Semi-insulating SiC Wafer For GaN-ON-SiC Epi Wafer

To obtain high-quality SiC-based GaN epitaxy wafer and devices, a 4° off-axis SiC Substrate can lead to step bunching, surface roughness, reduced crystal quality, and anisotropic electrical performance in GaN epitaxial layers. For such applications, HMT can supply high purity 4H-SiC wafers from 4 inch to 8 inch for growing high-quality GaN epi layers. Furthermore, prior to growing the AlN layer, high-temperature gas treatment of the SiC substrate is necessary.

Semi-insulating SiC Wafer                                 GaN on SiC Epi Wafer Pictures
 

Common solutions include:

Introducing an AlN buffer layer to improve the wetting layer on the SiC surface, regulate stress, and block the propagation of substrate defects into the GaN epitaxial layer, thereby enhancing the quality of the GaN epitaxial layer.

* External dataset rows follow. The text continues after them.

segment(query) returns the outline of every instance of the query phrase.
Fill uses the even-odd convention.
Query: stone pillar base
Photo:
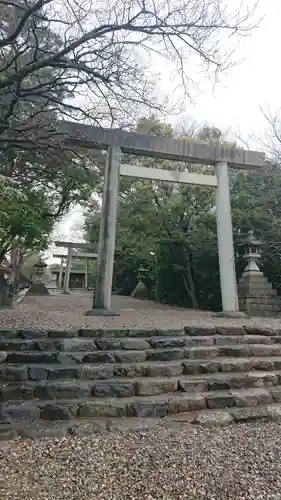
[[[86,311],[86,316],[120,316],[120,314],[112,309],[90,309]]]
[[[32,283],[26,295],[50,295],[44,283]]]
[[[247,318],[247,314],[242,311],[220,311],[214,313],[213,316],[217,318]]]

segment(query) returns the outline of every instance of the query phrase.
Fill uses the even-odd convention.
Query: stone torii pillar
[[[110,146],[107,150],[105,165],[96,288],[93,300],[93,309],[86,312],[87,316],[119,316],[119,313],[110,309],[110,305],[115,253],[120,164],[121,148],[119,146]]]
[[[239,315],[237,281],[235,271],[231,202],[227,162],[216,164],[218,181],[216,217],[221,282],[222,310],[224,316]]]
[[[59,272],[59,282],[58,282],[59,290],[62,289],[63,263],[64,263],[64,257],[61,257],[61,260],[60,260],[60,272]]]

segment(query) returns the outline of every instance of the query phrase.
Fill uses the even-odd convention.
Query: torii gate
[[[93,250],[94,245],[91,243],[74,243],[70,241],[55,241],[55,246],[59,248],[67,248],[67,255],[53,254],[53,257],[60,258],[60,273],[59,273],[59,288],[62,285],[62,275],[63,275],[63,261],[66,258],[66,268],[65,268],[65,276],[63,283],[63,293],[69,293],[69,277],[71,270],[71,260],[73,258],[76,259],[85,259],[85,288],[88,288],[88,259],[96,259],[97,254],[94,252],[88,253],[78,253],[73,254],[73,250],[78,248],[79,250]]]
[[[222,308],[225,315],[238,313],[237,282],[233,248],[228,168],[262,169],[265,154],[236,148],[157,137],[119,129],[108,130],[61,121],[59,132],[66,144],[88,149],[106,149],[106,166],[100,227],[96,289],[88,315],[116,315],[110,310],[114,265],[117,199],[120,175],[216,188],[216,218]],[[122,165],[123,153],[182,162],[214,165],[214,175],[195,174]]]

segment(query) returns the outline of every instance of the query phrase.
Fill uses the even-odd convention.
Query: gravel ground
[[[236,424],[14,441],[1,500],[279,500],[281,426]]]
[[[0,310],[0,328],[180,328],[205,324],[262,324],[281,327],[281,318],[214,318],[210,312],[180,309],[129,297],[112,298],[116,317],[87,317],[92,298],[89,293],[54,293],[46,297],[26,297],[13,309]]]

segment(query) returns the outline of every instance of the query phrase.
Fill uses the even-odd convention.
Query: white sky
[[[231,130],[245,140],[253,134],[264,137],[267,124],[261,108],[269,108],[273,114],[281,108],[281,0],[259,0],[257,15],[264,19],[251,36],[240,40],[234,55],[238,64],[220,76],[215,88],[206,79],[200,86],[202,93],[192,103],[186,103],[180,116],[167,117],[173,125],[195,120],[223,131]],[[171,91],[165,75],[161,85],[163,92]],[[79,241],[79,222],[81,208],[77,207],[58,225],[56,233],[61,238]]]

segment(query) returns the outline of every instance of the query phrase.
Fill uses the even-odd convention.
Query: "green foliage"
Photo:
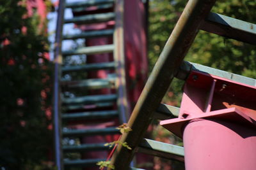
[[[0,3],[0,167],[51,169],[45,162],[52,143],[45,114],[51,99],[47,37],[20,2]]]
[[[152,69],[163,50],[186,3],[184,0],[150,1],[149,18],[149,61]],[[212,11],[237,19],[256,22],[253,0],[216,1]],[[255,46],[228,39],[200,31],[186,57],[186,60],[256,78]],[[165,103],[179,106],[182,82],[175,80],[170,87],[173,93]],[[167,93],[168,94],[168,93]]]
[[[99,166],[99,169],[104,168],[105,167],[109,167],[112,169],[115,169],[115,166],[113,165],[110,164],[110,161],[100,161],[96,164],[97,166]]]

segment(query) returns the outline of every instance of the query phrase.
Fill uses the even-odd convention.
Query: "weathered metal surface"
[[[105,146],[105,143],[82,144],[80,145],[63,146],[65,152],[83,152],[93,150],[103,150],[111,149],[109,146]]]
[[[86,89],[99,89],[114,88],[115,78],[92,78],[79,81],[63,81],[61,86],[64,89],[85,87]]]
[[[53,125],[54,133],[54,153],[55,153],[55,164],[58,170],[63,169],[62,162],[62,152],[61,152],[61,121],[60,118],[61,113],[60,108],[61,106],[60,101],[60,90],[59,87],[59,80],[61,77],[61,66],[62,62],[61,56],[61,41],[62,41],[62,29],[64,17],[64,1],[59,1],[59,6],[58,10],[58,18],[56,32],[54,44],[54,87],[53,87]]]
[[[76,160],[64,160],[65,167],[86,167],[97,166],[96,164],[100,161],[105,161],[103,159],[76,159]]]
[[[256,24],[210,13],[200,29],[220,36],[256,45]]]
[[[134,150],[139,145],[174,75],[182,64],[214,0],[189,1],[169,38],[128,122],[132,131],[122,135],[131,150],[118,146],[111,159],[116,169],[128,169]]]
[[[76,71],[92,71],[99,69],[114,69],[115,63],[114,62],[102,62],[96,64],[86,64],[85,65],[67,66],[61,67],[62,72]]]
[[[63,104],[92,104],[99,102],[109,102],[116,100],[116,94],[92,95],[73,98],[63,98]]]
[[[75,23],[76,24],[86,24],[113,20],[114,18],[115,13],[113,12],[109,12],[75,17],[70,19],[65,19],[64,22],[65,24]]]
[[[78,38],[96,38],[102,36],[110,36],[114,33],[113,29],[105,29],[83,32],[76,34],[63,35],[63,39],[74,39]]]
[[[114,33],[114,59],[116,64],[116,81],[118,95],[117,104],[120,111],[120,122],[127,122],[131,113],[127,101],[125,80],[125,56],[124,39],[124,0],[117,0],[115,3],[115,26]]]
[[[166,120],[175,118],[179,116],[180,108],[167,105],[165,104],[160,104],[158,108],[153,114],[153,118],[158,120]]]
[[[63,56],[79,55],[79,54],[95,54],[103,53],[111,53],[114,50],[113,45],[105,45],[93,46],[80,47],[74,50],[62,52]]]
[[[86,111],[62,113],[62,119],[63,120],[100,119],[117,117],[118,115],[118,113],[116,110]]]
[[[86,1],[67,3],[66,8],[89,7],[106,3],[113,3],[114,0],[89,0]]]
[[[187,61],[183,62],[176,77],[186,80],[193,71],[208,73],[251,86],[256,86],[255,79]]]
[[[137,152],[180,162],[184,161],[183,147],[148,139],[142,140]]]
[[[119,134],[120,131],[115,127],[106,127],[104,129],[68,129],[62,131],[63,137],[86,136],[92,135],[104,135]]]

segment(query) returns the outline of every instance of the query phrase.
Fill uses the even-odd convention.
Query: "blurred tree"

Prior to growing the AlN layer, high-temperature gas treatment of the SiC substrate is necessary. Surface treatment of the SiC substrate is one of the critical challenges in GaN epitaxy on SiC substrates. In the early stages, issues such as scratches, sub-surface damage layers, and residual contaminants from the SiC substrate cutting, grinding, and polishing processes, along with surface oxide layers, sub-surface damage layers, and defects, adversely affected the quality of GaN epitaxial layers. Due to the poor wetting behavior of Ga atoms on the SiC substrate surface, direct growth of GaN on SiC results in slow growth rates and poor material quality.

Additionally, the mismatch in lattice constants and thermal expansion coefficients between SiC and GaN subjects the GaN layer to compressive stress during growth. The difference in thermal expansion coefficients further induces tensile stress in the GaN film during post-growth cooling. These stresses lead to high-density defects in the GaN epitaxial layer.

To address issues such as stacking fault (SF) defects, poor Ga atom wettability, lattice mismatch, and thermal mismatch in GaN epitaxy on SiC substrates, strategies including the introduction of buffer layers (such as AlN, AlGaN, AlN/GaN, SiNx) and patterned substrates have been employed to improve GaN film quality.

In recent years, GaN/SiC hybrid transistors have become a research hotspot. They combine the high mobility and switching speed of GaN with the high thermal conductivity and avalanche resistance of SiC, while achieving no dynamic on-resistance degradation and excellent thermal stability.